"Mutasinya itu yang akan mempengaruhi, dia (virus) hidup di orang. Dia hidup di orang-orang yang berbeda pasti gampang bermutasi, makanan orang itu berbeda, kemudian antibiotiknya berbeda, antivirusnya berbeda, ya pasti akan bermutasi," kata Yunis saat dihubungi ANTARA di Jakarta, Rabu.
Karena virus menyesuaikan diri dengan kondisi manusia dan lingkungan, katanya, maka mutasi terjadi dan memungkinkan munculnya varian baru.
Hal yang sama dikemukakan ahli epidemiologi Universitas Andalas Defriman Djafri, yang juga merupakan Dekan Fakultas Kesehatan Masyarakat Universitas Andalas.

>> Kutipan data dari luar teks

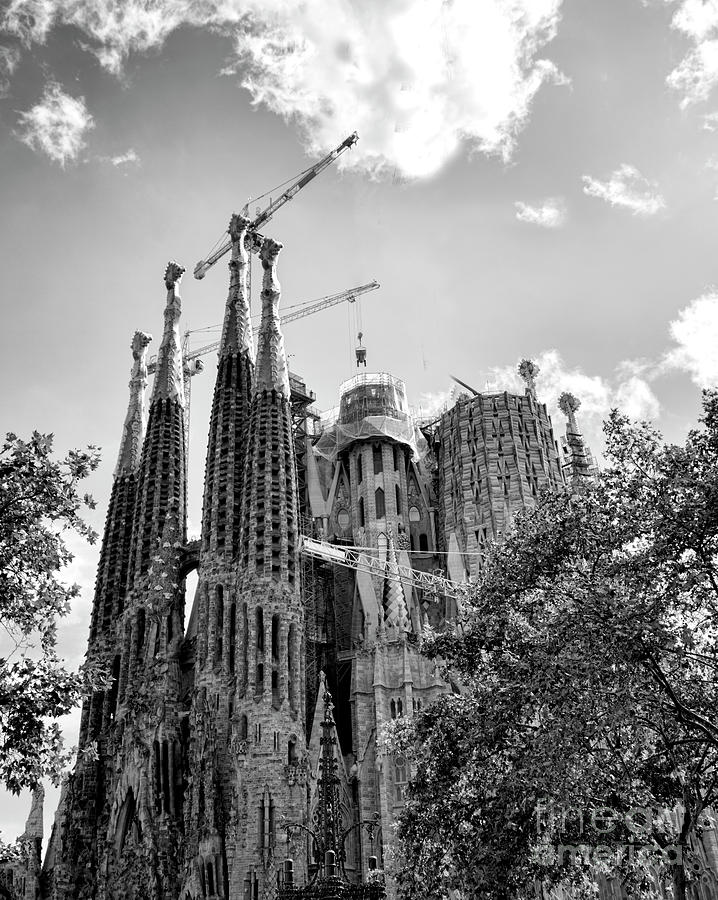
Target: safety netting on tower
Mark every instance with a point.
(371, 407)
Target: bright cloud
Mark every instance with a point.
(550, 214)
(695, 333)
(9, 58)
(125, 159)
(416, 78)
(57, 125)
(697, 73)
(627, 188)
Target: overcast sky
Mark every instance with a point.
(532, 178)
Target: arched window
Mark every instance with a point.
(380, 503)
(220, 624)
(378, 461)
(232, 637)
(112, 704)
(140, 631)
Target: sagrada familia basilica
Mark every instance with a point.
(202, 764)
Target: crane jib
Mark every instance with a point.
(204, 265)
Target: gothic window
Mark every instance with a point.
(112, 704)
(260, 629)
(400, 778)
(210, 879)
(140, 630)
(126, 822)
(291, 657)
(245, 645)
(275, 639)
(378, 461)
(292, 751)
(220, 624)
(380, 504)
(232, 637)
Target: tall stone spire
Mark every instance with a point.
(528, 370)
(169, 377)
(269, 519)
(230, 408)
(133, 431)
(579, 462)
(396, 615)
(111, 582)
(161, 478)
(272, 370)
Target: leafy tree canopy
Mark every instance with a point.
(588, 659)
(39, 504)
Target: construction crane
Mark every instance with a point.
(359, 560)
(254, 238)
(298, 312)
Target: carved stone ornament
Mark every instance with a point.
(133, 431)
(237, 327)
(569, 406)
(169, 377)
(528, 370)
(272, 372)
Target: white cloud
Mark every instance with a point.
(697, 73)
(695, 333)
(125, 159)
(57, 125)
(550, 214)
(416, 78)
(625, 389)
(627, 188)
(9, 58)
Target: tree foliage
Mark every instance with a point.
(588, 655)
(40, 504)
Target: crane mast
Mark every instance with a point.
(305, 309)
(202, 267)
(359, 560)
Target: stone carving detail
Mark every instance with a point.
(272, 372)
(237, 329)
(528, 370)
(133, 431)
(169, 380)
(569, 406)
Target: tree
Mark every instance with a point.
(586, 728)
(39, 505)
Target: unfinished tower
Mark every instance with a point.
(269, 710)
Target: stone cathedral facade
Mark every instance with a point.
(204, 743)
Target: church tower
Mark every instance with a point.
(269, 711)
(145, 799)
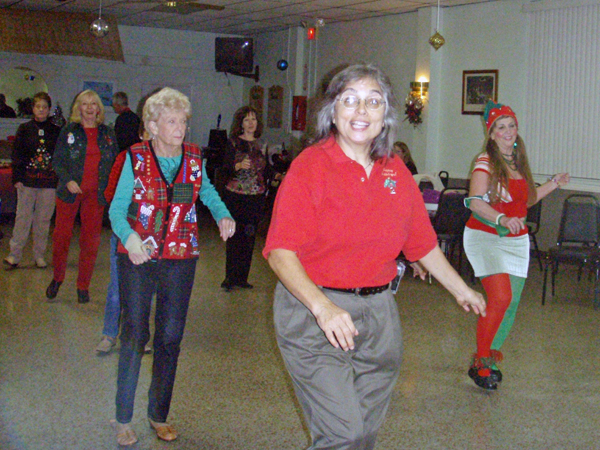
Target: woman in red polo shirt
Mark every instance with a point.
(345, 210)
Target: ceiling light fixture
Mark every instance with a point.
(99, 27)
(437, 40)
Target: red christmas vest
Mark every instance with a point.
(163, 214)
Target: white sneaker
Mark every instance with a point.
(106, 344)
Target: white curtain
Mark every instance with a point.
(563, 114)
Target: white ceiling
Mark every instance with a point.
(240, 17)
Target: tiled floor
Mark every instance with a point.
(232, 391)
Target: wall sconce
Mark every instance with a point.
(419, 88)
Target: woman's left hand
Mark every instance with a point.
(226, 227)
(561, 179)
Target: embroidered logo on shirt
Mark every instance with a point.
(390, 184)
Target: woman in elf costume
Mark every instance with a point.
(495, 238)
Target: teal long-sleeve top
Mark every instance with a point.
(122, 199)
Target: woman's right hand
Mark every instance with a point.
(74, 188)
(337, 325)
(514, 224)
(136, 251)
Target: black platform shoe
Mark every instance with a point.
(52, 289)
(496, 375)
(486, 383)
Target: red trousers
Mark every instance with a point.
(91, 213)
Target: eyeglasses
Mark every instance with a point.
(353, 102)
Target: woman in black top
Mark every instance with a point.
(35, 182)
(245, 166)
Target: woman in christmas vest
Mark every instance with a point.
(496, 239)
(154, 215)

Defriman mengatakan virus membutuhkan inang untuk dapat bereplikasi dan berkembang biak. Dalam kasus COVID-19, virus SARS-CoV-2 sebagai agen penyakit COVID-19, inangnya adalah manusia sebagai penjamu, dan lingkungan sebagai pendukung interaksi inangnya.
Virus tersebut, menurut dia, bermutasi untuk bisa beradaptasi dengan kondisi manusia dan lingkungan sehingga bisa bertahan hidup.
Defriman menuturkan semakin banyak penularan, potensi mutasi juga besar terjadi. Untuk menghindari terjadi mutasi, maka perlu mengendalikan manusia supaya tidak terjadi penularan dan tentunya tidak terjadi mutasi.
"Kalau manusianya tidak mau diatur melalui pembatasan yang dilakukan, beradaptasilah dengan cerdas, dengan memahami faktor risiko, jalur pemajanan serta mematuhi protokol kesehatan dengan cerdas," tuturnya.